15 Ocak 2021 - 13:00

Fecirde ayaktayım yine. Bir ömür boyu olduğu gibi. Cuma gününün feyzine ve bereketine hazırlanırken, bir başka sevinçle dalgalanıyor ruhum. Kar yağıyor kar. Olanca berraklığı ve masumiyetiyle, teşrif ediyor dünyamıza.
            Susuzluğun had safhaya ulaştığı, tehlikenin bütün görüntüleriyle aklımızı acıttığı bir dönemde, kar yağıyor kar. Bir umut, bir nimet olarak, tabiatın üzerini beyaz bir şal gibi örtüyor.
            Hayli zaman oldu, kara olan hasretliğimiz. Yağarken, tabiatın bin bir türlü ölçüsüne katkı yaparken bilinmiyor kıymeti. Toprağı yumuşatıyor, dezenfekte ediyor. Mikropları kırıyor. Ağaçlar da tabii budamayı gerçekleştiriyor. Tarım alanlarında tabii gübre yerine geçiyor. Yeraltı sularına takviye yapıyor. Gölet ve barajlara seviye kazandırıyor.
            Onun için kar bir nimettir. Tıpkı yağmur gibi. Kıtlığında ve yokluğunda ancak anlayabiliyor insan. Çünkü var eden, yağdıran Allah'tır. İnsanın iki damla kar, iki damla yağmur yağdırmaya gücü mü var?
            Ülke olarak uzun zamandır, susuzluk tehlikesini konuşuyoruz. Göl, baraj ve göletlerimizdeki su seviyesinin görüntüleri, bizi hep kaygıya sürükledi. Toprağa atılan tohumlar, bir türlü çimlenmedi. Dağ, ova, bayırdaki çeşmeler kurudu.
            Bir salgın hastalıkla mücadele ederken, toplumsal olarak ciddi bir gerginlik yaşıyoruz. Çünkü bu salgın hastalık; yalnız bizim değil, tüm dünyanın dengesini alt üst etti. Artık hiçbir şey, eskisi gibi değil.
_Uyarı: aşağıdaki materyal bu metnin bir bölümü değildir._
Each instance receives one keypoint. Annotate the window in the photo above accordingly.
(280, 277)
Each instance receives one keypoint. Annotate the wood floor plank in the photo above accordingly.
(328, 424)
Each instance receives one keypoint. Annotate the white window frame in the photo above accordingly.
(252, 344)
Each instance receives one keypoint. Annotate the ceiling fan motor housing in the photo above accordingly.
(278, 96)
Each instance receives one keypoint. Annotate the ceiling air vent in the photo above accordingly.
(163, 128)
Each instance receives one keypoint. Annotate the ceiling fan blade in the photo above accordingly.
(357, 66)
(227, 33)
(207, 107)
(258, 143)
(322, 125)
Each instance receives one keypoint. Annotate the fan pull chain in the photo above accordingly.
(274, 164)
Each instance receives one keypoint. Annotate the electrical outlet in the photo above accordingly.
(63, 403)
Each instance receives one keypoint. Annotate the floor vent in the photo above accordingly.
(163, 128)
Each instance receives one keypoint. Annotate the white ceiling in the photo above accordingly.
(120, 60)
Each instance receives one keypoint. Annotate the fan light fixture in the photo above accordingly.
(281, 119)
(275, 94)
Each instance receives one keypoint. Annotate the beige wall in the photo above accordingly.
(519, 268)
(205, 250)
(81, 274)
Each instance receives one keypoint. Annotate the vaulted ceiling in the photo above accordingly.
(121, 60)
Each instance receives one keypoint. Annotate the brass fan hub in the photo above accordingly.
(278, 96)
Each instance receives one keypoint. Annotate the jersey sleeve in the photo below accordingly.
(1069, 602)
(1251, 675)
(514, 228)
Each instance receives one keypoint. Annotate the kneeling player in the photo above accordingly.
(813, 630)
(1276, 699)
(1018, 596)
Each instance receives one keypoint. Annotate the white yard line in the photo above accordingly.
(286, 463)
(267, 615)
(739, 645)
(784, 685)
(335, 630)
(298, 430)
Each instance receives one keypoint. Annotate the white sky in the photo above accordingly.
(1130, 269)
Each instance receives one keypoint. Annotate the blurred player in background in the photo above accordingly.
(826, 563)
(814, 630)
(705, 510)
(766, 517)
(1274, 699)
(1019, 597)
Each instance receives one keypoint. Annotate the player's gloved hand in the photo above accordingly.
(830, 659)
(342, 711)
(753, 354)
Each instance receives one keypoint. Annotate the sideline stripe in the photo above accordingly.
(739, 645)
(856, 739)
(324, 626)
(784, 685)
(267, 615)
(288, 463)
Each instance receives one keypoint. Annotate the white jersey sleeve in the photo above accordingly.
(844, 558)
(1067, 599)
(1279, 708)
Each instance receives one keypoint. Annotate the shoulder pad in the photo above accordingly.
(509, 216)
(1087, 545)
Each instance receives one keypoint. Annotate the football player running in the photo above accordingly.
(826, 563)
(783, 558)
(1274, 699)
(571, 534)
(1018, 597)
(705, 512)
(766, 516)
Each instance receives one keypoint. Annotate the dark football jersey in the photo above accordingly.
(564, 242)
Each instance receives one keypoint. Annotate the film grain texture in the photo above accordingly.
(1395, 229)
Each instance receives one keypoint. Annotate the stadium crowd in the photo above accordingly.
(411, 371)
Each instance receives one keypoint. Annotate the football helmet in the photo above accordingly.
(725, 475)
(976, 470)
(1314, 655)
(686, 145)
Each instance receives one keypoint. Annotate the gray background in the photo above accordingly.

Toplumun her kesiminde, bunun sonucu olarak psikolojik kırılmalar var.
            Tüm bunların üzerine, bir de kuraklık tehlikesi eklenince, iyice bunaldık.
            Rahmetli ananemin hiç unutmadığım bir sözü vardı: 'Kararan gün, kararıp kalmaz'
            Bir yanda salgın hastalık, bir yanda kuraklık tehlikesi derken ruhumuz iyice kararmıştı. O söz çok doğruymuş. İşte kar yağıyor kar. İçimizi üşütmüyor, ısıtıyor. Duygularımızdaki hasarları bir bir yok ediyor. Bir parazit gibi düşüncemize takılan soruları siliyor.
            Kar berraklıktır. Kar masumiyettir. Öyle olmasaydı, kızlarımızın gelenliği beyaz olur muydu?
            Kar dinginliktir, kar huzurdur. Öyle olmasaydı, her yağışında ruhumuz mutlulukla dolar mıydı?
             Kar umuttur. Kar beklentidir. Öyle olmasaydı, çiftçi yıla arzuyla bakabilir miydi?
            Şarkı ve türkülerimizde, şiir ve deyişlerimizde kar temasının işlenmesi elbette boşuna değil. Bugüne kadar, kar düşünceleri üzerine çok yazdım. Konu kar olunca, hemen aklıma Cenab Şahabettin'in Elhan-ı Şita isimli şiiri gelir. Kar musikisi anlamına gelen bu şiir, ifade gücüyle emsalsizdir.
            Karın yağışı, bu kadar mı güzel anlatılır. Mesela şu mısralar ne kadar ahenklidir:
            Bir beyaz lerze
            Bir dumanlı uçuş
            Eşini gaip eyleyen bir kuş gibi
            Kar, düşer düşer ağlar!
            Türkülerimiz, türkülerimiz kar olmadan olur mu? Şu türkü kar benzetmesi ile yıllardır dilimizden düşmez:
            Kara basma iz olur
            Gündüz gelme gece gel
            Eller duyar
            Söz olur!
            Büyük bestekâr Avni Anıl'ın, o muhteşem bestesinde kar ne kar yürek yakıcıdır:
            Dil şad olacak diye kaç yıl avuttu felek
            Sacıma karlar yağarmış, boşuna yaz beklemek!
            Fecirde klavyemin tuşlarına ahenkle basıyorum. Kar yağıyor kar. Umutlarımızı yeşertiyor. Ruhumuzdaki karartıları temizliyor.
            Ve namütenahi şükür duyguları içerisindeyim Allah'a.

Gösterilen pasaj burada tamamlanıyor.